Solve $\cos x \sin x + |\cos x + \sin x| = 1$

Question

Solve $$\cos x \sin x + |\cos x + \sin x| = 1.$$

My sister sent me this problem. I am helping her for it, but since I'm not exactly at my best mental state, I want someone to see if I get the result right. Thanks!

I start by defining

$$ y = |\cos x + \sin x| \Rightarrow y \geq 0 $$

and note that

$$ y^2 = \cos^2x + \sin^2x + 2\sin x \cos x \\ \Rightarrow y^2 = 1 + 2\sin x \cos x \\ \Rightarrow \cos x \sin x = \frac{y^2 - 1}{2} $$

Now I can rewrite the initial equation

$$ \cos x \sin x + |\cos x + \sin x| = 1 \\ \Rightarrow \frac{y^2 - 1}{2} + y = 1 \Rightarrow y^2 - 1 + 2y = 2 \Rightarrow y^2 + 2y - 3 = 0 $$

The last equation has two solutions: $y = 1$ or $y = -3$. Since $y \geq 0$, we take $y = 1$.

With $y = 1$, we have:

$$ |\cos x + \sin x | = 1 \\ \Rightarrow \left| \sqrt{2} \cos\left(x - \frac{\pi}{4}\right) \right| = 1 \\ \Rightarrow \left| \cos\left(x - \frac{\pi}{4}\right) \right| = \frac{1}{\sqrt{2}} \\ \Rightarrow \begin{cases} \cos\left(x - \frac{\pi}{4}\right) = \frac{1}{\sqrt{2}} \Rightarrow x - \frac{\pi}{4} = \pm \frac{\pi}{4} + 2\pi k \Rightarrow \begin{cases} x = \frac{\pi}{2} + 2\pi k \\ x = 2\pi k\end{cases} \\ \cos\left(x - \frac{\pi}{4}\right) = -\frac{1}{\sqrt{2}} \Rightarrow x - \frac{\pi}{4} = \pm \frac{3\pi}{4} + 2\pi k \Rightarrow \begin{cases}x = \pi + 2\pi k \\ x = -\frac{\pi}{2} + 2\pi k\end{cases} \end{cases} \forall k \in \mathbb{Z} \\\\ \Rightarrow \boxed{ \begin{cases} x = \pm \frac{\pi}{2} + 2\pi k \\ x = k\pi \end{cases} \forall k \in \mathbb{Z} } $$

I want to know if my solution is right. What do you think?

Answer 1

Looks fine.

Alternatively, the equation can be written $$\eqalign{|\cos x+\sin x|=1-\cos x\sin x\ &\Leftrightarrow\ (\cos x+\sin x)^2=(1-\cos x\sin x)^2\cr &\Leftrightarrow\ 4\cos x\sin x=\cos^2x\sin^2x\cr & \Leftrightarrow\ \cos x\sin x=0\ ,\cr}$$ discarding $\cos x\sin x=4$ which has no real solution. Now this is easy to solve, $$x=\frac{n\pi}{2}\ ,$$ which is equivalent to your solution.

Answer 2

Let us avoid squaring which immediately introduces extraneous roots which demand exclusion.

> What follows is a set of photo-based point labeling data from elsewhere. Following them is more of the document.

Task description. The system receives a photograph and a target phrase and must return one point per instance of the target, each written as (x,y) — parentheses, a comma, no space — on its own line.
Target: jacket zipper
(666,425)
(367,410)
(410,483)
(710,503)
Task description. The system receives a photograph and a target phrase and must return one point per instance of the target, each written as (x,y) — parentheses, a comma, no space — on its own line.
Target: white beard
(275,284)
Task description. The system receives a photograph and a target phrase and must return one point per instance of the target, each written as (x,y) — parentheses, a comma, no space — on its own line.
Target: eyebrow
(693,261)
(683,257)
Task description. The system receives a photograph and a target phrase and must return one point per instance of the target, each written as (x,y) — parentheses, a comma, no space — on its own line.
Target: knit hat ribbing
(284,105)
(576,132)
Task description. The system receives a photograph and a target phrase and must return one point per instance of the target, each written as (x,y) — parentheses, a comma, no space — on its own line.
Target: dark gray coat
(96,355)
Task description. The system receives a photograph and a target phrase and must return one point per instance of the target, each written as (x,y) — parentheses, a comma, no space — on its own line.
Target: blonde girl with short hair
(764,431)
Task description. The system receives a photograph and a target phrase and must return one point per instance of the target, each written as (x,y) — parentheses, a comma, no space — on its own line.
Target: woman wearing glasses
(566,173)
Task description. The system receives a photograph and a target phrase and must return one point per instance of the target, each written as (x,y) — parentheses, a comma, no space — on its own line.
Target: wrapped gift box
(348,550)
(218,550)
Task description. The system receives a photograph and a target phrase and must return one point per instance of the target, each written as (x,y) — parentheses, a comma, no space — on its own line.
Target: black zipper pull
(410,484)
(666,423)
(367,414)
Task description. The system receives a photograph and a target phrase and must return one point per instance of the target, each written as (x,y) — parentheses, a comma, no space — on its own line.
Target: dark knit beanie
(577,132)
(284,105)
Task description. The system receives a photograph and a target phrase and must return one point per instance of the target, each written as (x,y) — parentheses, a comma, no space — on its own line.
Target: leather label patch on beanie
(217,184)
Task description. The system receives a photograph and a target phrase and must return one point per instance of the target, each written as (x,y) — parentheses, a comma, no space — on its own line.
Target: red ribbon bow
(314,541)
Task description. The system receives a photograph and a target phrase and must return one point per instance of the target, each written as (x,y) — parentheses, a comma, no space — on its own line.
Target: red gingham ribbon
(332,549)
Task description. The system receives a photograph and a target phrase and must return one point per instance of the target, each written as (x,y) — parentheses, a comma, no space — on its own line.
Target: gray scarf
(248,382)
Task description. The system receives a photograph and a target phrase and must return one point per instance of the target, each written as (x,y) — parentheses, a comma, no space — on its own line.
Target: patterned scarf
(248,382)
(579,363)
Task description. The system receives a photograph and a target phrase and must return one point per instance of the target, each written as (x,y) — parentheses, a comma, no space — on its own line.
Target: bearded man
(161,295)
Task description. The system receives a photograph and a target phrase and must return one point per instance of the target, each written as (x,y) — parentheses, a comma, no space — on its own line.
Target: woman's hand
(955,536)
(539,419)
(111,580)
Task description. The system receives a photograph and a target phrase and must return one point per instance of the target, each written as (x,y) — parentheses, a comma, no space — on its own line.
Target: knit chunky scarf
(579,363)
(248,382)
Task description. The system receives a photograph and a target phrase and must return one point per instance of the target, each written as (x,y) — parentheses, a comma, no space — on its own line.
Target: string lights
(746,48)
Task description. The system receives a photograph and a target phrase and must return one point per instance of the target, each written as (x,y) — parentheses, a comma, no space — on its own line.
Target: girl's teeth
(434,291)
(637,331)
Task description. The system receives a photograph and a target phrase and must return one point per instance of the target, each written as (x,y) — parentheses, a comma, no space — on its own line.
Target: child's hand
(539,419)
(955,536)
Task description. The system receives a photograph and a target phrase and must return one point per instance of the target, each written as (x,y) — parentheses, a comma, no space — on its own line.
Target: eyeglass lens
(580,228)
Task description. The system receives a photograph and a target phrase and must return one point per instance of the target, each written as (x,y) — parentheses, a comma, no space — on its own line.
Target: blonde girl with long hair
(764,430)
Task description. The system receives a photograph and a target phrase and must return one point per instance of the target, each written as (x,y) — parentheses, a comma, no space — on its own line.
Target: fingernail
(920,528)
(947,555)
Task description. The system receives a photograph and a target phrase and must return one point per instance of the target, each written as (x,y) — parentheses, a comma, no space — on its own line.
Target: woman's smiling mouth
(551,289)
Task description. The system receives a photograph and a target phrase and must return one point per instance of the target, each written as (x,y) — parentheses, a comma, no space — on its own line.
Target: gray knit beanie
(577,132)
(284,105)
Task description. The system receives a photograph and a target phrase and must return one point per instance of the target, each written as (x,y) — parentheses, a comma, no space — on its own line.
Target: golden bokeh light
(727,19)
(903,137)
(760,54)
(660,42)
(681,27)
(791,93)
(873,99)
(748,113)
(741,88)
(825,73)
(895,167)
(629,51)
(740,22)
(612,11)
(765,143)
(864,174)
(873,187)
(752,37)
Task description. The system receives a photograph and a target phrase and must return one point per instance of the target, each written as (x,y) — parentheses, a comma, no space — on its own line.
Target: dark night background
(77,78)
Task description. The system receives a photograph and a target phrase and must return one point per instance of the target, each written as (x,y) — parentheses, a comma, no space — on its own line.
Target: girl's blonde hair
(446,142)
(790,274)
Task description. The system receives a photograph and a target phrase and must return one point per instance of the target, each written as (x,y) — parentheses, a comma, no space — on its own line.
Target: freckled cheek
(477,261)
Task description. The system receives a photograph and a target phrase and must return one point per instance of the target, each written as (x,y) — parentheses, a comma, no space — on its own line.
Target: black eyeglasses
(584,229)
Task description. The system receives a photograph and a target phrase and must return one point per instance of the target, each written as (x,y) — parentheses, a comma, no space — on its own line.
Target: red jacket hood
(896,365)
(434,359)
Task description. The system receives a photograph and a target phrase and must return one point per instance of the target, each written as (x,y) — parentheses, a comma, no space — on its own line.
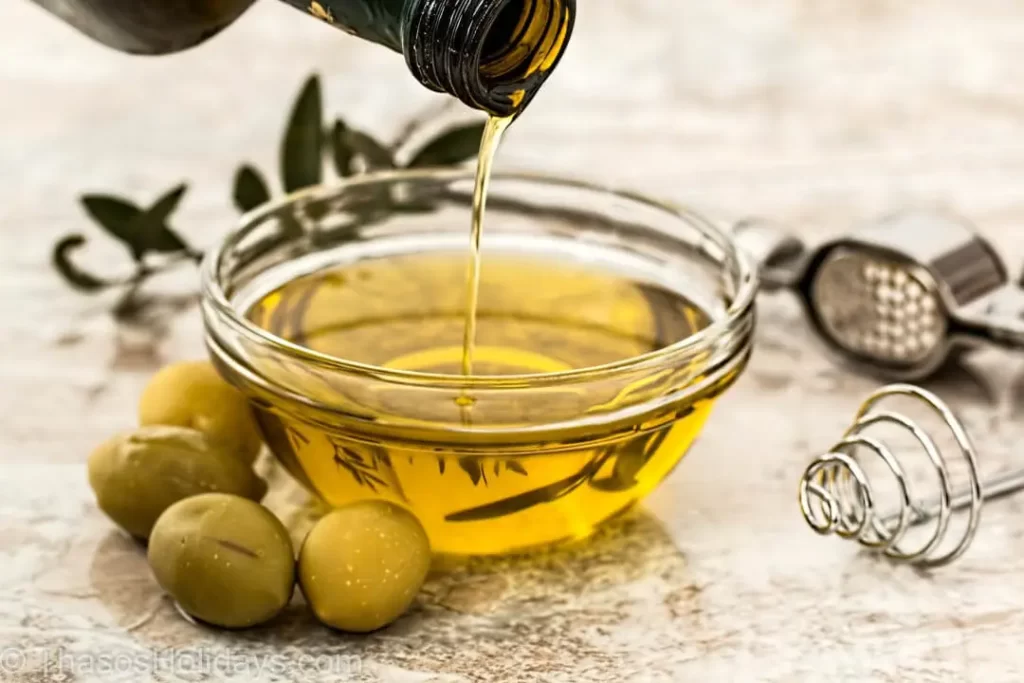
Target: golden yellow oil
(505,488)
(489,142)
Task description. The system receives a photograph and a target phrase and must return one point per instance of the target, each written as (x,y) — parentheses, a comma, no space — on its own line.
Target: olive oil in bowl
(605,329)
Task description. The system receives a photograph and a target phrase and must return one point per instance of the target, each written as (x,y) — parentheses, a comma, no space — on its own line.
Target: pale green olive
(363,565)
(194,394)
(137,475)
(224,559)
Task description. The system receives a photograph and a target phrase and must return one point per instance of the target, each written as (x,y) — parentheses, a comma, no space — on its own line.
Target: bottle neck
(492,54)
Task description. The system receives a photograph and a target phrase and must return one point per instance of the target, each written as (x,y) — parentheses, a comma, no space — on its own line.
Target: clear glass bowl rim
(217,305)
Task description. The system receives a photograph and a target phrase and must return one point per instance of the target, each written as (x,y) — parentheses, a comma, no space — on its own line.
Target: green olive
(139,474)
(361,565)
(225,560)
(193,394)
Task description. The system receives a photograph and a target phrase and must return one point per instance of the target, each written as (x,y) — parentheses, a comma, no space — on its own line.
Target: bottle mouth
(494,55)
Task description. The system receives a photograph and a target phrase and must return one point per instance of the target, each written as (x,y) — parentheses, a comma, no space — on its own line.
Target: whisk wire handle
(836,495)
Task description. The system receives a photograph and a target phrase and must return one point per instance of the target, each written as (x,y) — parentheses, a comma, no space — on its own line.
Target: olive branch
(309,147)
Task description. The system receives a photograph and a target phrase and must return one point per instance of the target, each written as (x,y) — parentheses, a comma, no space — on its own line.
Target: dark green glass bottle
(492,54)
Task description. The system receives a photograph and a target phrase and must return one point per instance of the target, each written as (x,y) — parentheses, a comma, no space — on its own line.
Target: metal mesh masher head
(878,308)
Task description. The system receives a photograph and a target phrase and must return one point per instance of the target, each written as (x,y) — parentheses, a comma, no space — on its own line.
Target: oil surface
(535,315)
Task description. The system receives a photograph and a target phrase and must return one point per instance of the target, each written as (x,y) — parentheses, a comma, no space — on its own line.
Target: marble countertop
(816,114)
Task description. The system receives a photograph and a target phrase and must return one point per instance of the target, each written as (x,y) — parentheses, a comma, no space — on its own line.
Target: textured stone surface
(819,114)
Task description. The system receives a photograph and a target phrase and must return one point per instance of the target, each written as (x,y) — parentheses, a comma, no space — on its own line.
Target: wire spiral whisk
(837,497)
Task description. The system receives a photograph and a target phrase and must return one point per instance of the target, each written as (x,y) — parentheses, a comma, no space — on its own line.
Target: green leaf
(375,155)
(152,229)
(117,217)
(301,161)
(250,189)
(451,147)
(341,150)
(75,276)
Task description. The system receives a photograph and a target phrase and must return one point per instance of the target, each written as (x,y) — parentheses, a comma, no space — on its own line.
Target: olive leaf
(117,217)
(141,231)
(530,499)
(251,190)
(80,280)
(341,150)
(302,148)
(471,466)
(153,231)
(451,147)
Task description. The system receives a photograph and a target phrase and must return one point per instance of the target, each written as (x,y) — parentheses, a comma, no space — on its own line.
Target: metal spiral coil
(836,496)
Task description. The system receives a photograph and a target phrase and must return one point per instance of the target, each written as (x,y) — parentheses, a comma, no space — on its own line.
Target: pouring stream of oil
(493,134)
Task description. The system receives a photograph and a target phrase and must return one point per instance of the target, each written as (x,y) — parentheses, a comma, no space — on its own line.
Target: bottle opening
(522,44)
(493,54)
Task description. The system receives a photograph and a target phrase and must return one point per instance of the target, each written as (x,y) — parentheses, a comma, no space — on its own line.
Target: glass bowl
(549,451)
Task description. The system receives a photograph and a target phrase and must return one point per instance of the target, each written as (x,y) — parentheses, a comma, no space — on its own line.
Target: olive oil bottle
(492,54)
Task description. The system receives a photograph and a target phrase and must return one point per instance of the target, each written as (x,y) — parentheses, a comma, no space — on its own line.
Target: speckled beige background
(818,113)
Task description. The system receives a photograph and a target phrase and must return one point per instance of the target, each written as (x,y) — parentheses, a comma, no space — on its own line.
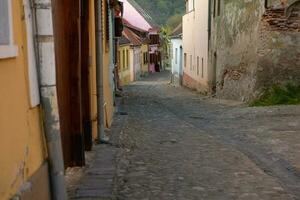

Actually for real $\cos\left(\dfrac\pi4-x\right),$

$$\left|\cos\left(\dfrac\pi4-x\right)\right|=\dfrac1{\sqrt2}\iff\cos^2\left(\dfrac\pi4-x\right)=\dfrac12$$

Method$\#1:$ Using $\cos2y=2\cos^2y-1,$

$$\cos2\left(\dfrac\pi4-x\right)=0\iff\sin2x=0$$

Can you take it from here?

Method$\#2:$

Using $\cos^2y=\cos^2A\iff\sin^2y=\sin^2A$

As Prove $ \sin(A+B)\sin(A-B)=\sin^2A-\sin^2B $, we have $y=n\pi\pm A$

$$\dfrac\pi4-x=m\pi\pm\dfrac\pi4\iff x=-m\pi\text{ or }x=\dfrac\pi2-m\pi$$

Now, can you please show the equivalence of the two results!